Abstract

Adrian J. Wallbank, "Literary Experimentation in Rowland Hill's Village Dialogues: Transcending 'Critical Attitudes' in the Face of Societal Ruination" (pp. 1–36) In the aftermath of the French "Revolution Controversy," middle-class evangelical writers made a concerted effort to rehabilitate the moral fabric of British society. Hannah More's Cheap Repository Tracts (1795–98) are recognized as pivotal within this program, but in this essay I question whether they were really as influential as has been supposed. I argue that autobiographical evidence from the period demonstrates an increasing skepticism toward overt didacticism, and that despite their significant and undeniable penetration within working-class culture, the Cheap Repository Tracts, if not all "received ideologies," were increasingly being rejected by their readers.
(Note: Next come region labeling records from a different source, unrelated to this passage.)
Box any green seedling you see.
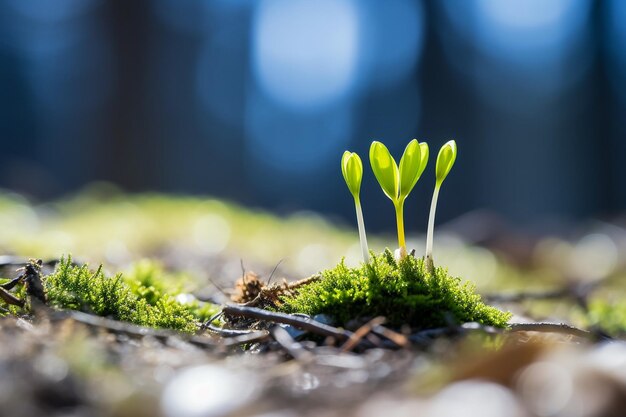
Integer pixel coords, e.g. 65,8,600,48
341,151,370,263
370,139,428,258
425,140,456,274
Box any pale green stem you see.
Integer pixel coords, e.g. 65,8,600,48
426,182,441,274
395,198,406,258
354,197,370,264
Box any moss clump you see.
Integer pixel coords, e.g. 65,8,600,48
280,250,511,329
44,258,214,333
589,300,626,337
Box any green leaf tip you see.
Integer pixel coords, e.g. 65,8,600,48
341,151,363,198
435,140,456,184
398,139,428,199
370,141,400,202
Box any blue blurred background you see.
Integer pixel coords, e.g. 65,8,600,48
0,0,626,232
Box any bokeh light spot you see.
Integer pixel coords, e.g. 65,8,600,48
252,0,358,110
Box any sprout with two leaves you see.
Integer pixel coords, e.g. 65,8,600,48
370,139,428,258
426,140,456,274
341,151,370,263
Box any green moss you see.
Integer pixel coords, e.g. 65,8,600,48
589,299,626,337
280,250,511,329
45,258,215,333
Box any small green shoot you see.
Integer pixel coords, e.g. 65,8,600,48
425,140,456,274
341,151,370,263
370,139,428,258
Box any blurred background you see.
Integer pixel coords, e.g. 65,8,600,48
0,0,626,233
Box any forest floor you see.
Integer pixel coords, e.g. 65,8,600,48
0,188,626,417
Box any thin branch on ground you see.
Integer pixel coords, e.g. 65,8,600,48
341,317,385,352
270,326,313,362
222,304,353,341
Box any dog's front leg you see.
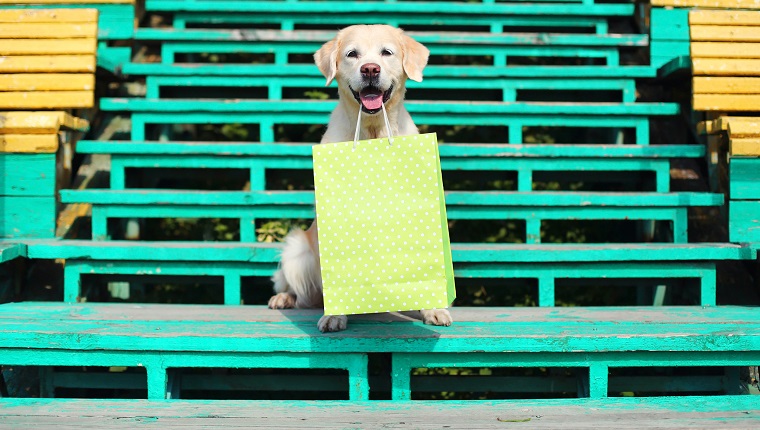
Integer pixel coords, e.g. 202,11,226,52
420,309,454,327
317,315,348,333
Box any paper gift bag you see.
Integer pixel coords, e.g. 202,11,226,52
313,133,456,315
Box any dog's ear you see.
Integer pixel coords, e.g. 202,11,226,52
314,38,338,86
401,34,430,82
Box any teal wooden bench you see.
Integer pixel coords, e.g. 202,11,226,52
0,396,760,429
122,63,657,103
16,240,757,306
0,303,760,401
135,28,649,66
2,0,135,72
100,98,679,145
145,0,634,34
61,189,723,243
77,141,705,193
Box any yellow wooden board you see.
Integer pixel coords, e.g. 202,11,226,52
691,42,760,58
696,76,760,94
689,25,760,42
0,73,95,91
0,91,95,109
0,55,96,73
691,58,760,76
689,10,760,26
0,38,98,55
0,8,98,23
0,112,60,134
0,23,98,39
0,134,58,153
652,0,760,9
723,117,760,138
728,139,760,157
692,94,760,112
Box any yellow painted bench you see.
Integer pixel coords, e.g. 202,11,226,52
689,10,760,112
697,116,760,157
0,9,98,110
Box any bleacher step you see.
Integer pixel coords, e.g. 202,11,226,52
0,396,760,430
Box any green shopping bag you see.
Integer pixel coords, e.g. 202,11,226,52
313,127,456,315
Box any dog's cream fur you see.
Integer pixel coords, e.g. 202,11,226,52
269,25,452,332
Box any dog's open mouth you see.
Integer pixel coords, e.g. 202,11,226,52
349,85,393,114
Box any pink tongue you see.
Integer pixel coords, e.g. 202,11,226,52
360,94,383,110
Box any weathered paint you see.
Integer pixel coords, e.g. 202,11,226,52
0,396,758,429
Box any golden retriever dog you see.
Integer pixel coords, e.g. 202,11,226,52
269,25,452,332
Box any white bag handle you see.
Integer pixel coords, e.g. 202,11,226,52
354,103,393,149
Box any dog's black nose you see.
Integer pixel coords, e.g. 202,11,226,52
360,63,380,79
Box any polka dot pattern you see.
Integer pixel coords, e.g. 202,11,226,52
314,134,454,315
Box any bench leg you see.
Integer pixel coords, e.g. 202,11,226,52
240,217,256,242
391,354,412,400
145,363,169,400
538,275,555,307
699,266,718,306
517,169,533,191
63,261,82,303
224,274,241,306
588,363,609,398
90,205,108,240
525,218,541,243
347,354,369,401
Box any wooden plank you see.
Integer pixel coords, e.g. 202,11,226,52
689,25,760,42
0,23,98,39
123,63,657,79
0,396,758,429
728,200,760,243
19,240,756,263
689,10,760,27
722,117,760,138
692,58,760,76
728,138,760,157
692,94,760,112
0,111,90,134
0,153,56,198
728,157,760,200
100,98,679,116
0,39,98,56
0,91,95,109
692,76,760,94
0,8,98,23
75,141,705,158
146,0,633,17
0,0,135,5
0,55,95,73
0,303,760,352
0,73,95,91
135,27,649,47
61,190,723,207
0,134,58,154
652,0,760,9
691,42,760,58
0,196,56,240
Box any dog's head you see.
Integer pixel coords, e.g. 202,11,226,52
314,25,430,114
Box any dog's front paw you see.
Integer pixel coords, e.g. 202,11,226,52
420,309,454,327
269,293,296,309
317,315,348,333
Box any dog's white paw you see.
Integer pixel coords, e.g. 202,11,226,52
317,315,348,333
269,293,296,309
420,309,454,327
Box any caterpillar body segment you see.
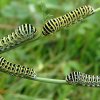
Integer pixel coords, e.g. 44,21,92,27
0,57,36,79
0,24,36,53
42,5,94,35
66,72,100,87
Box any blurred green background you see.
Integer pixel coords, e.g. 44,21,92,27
0,0,100,100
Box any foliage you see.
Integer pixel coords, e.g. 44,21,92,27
0,0,100,100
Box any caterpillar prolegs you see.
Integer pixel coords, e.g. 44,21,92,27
0,24,36,53
42,5,94,35
0,57,36,79
66,72,100,87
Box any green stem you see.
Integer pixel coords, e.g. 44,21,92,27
94,8,100,12
34,77,67,84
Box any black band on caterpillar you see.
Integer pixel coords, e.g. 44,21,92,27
0,57,36,79
42,5,94,35
0,24,36,53
66,72,100,87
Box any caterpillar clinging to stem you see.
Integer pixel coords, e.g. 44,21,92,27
66,72,100,87
42,5,95,35
0,24,36,53
0,57,36,79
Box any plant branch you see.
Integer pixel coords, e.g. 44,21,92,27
94,8,100,12
34,77,67,84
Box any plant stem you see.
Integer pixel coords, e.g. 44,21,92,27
94,8,100,12
34,77,67,84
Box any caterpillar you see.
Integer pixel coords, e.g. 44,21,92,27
0,24,36,53
42,5,94,35
0,57,36,79
66,72,100,87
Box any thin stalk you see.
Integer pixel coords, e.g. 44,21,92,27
34,77,67,84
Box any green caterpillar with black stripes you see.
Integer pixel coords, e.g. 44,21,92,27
42,5,95,35
0,57,36,79
66,72,100,87
0,24,36,53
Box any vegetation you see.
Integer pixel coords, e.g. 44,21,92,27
0,0,100,100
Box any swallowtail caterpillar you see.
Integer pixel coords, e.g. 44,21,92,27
42,5,94,35
66,72,100,87
0,57,36,79
0,24,36,53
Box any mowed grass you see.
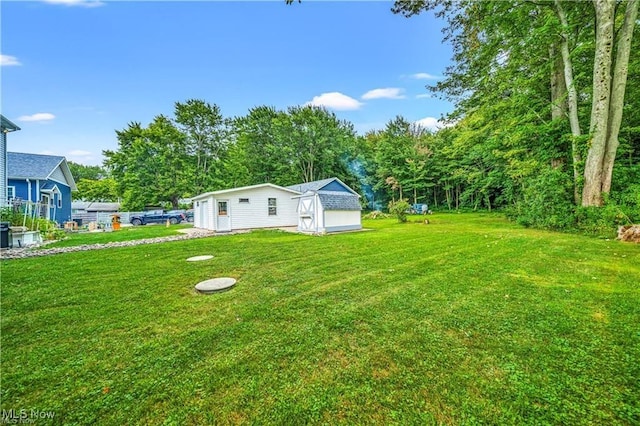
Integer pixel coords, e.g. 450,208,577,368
1,214,640,425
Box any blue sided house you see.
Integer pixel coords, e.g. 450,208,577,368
7,152,77,225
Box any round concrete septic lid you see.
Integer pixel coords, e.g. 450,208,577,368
196,277,236,294
187,254,213,262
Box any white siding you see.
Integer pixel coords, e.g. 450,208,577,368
193,187,298,231
229,187,298,229
324,210,360,228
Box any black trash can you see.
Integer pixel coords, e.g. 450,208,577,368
0,222,11,248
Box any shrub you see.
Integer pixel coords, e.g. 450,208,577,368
389,199,411,223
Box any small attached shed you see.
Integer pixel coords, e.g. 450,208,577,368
287,178,362,233
193,183,300,232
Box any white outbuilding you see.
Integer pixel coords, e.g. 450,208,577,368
287,178,362,233
193,178,362,233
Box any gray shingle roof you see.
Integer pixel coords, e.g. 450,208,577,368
287,178,336,192
318,191,362,210
7,152,64,179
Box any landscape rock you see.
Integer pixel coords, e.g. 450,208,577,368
618,225,640,243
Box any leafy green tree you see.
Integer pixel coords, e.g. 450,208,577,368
175,99,231,195
74,178,119,202
392,0,638,206
103,115,191,210
67,161,107,182
234,106,356,185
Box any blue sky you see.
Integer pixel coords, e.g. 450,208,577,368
0,0,452,164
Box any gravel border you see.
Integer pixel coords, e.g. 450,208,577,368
0,229,247,260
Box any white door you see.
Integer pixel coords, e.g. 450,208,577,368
198,201,211,229
40,194,51,220
298,197,316,232
216,200,231,232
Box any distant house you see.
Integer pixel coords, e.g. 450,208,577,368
71,201,120,225
0,114,20,207
7,152,77,224
193,178,362,233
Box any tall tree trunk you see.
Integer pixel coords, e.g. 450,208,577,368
582,0,615,206
555,0,584,205
549,44,568,120
602,0,638,193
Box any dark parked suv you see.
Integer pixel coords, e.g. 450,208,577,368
129,210,187,226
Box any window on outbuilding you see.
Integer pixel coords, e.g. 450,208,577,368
269,198,278,216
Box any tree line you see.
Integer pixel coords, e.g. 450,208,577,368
71,0,640,233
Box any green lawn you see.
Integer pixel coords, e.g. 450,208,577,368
0,214,640,425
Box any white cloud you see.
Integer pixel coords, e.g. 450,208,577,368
68,149,91,157
65,149,99,164
0,55,22,67
362,87,405,99
411,72,440,80
43,0,105,7
305,92,364,111
18,112,56,121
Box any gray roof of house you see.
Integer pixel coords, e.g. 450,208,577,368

This essay examines the important contribution that Rowland Hill's Village Dialogues (1801) made to this arena. Hill, like many of his contemporaries, felt that British society was facing ruination, but he also recognized that overt moralizing and didacticism was no longer palatable or effective. I argue that Hill thus experimented with an array of literary techniques—many of which closely intersect with developments occurring within the novel and sometimes appear to contradict or undermine the avowed seriousness of evangelicalism—that not only attempt to circumvent what Jonathan Rose has described as the "critical attitudes" of early-nineteenth-century readers, but also effectively map the "transitional" nature of the shifting literary and social terrains of the period. In so doing, Hill contributed signally to the evolution of the dialogue form (which is often synonymous with mentoring and didacticism), since his use of conversational mimesis and satire predated the colloquialism of John Wilson's Noctes Ambrosianae (1822–35) and Walter Savage Landor's Imaginary Conversations (1824–29).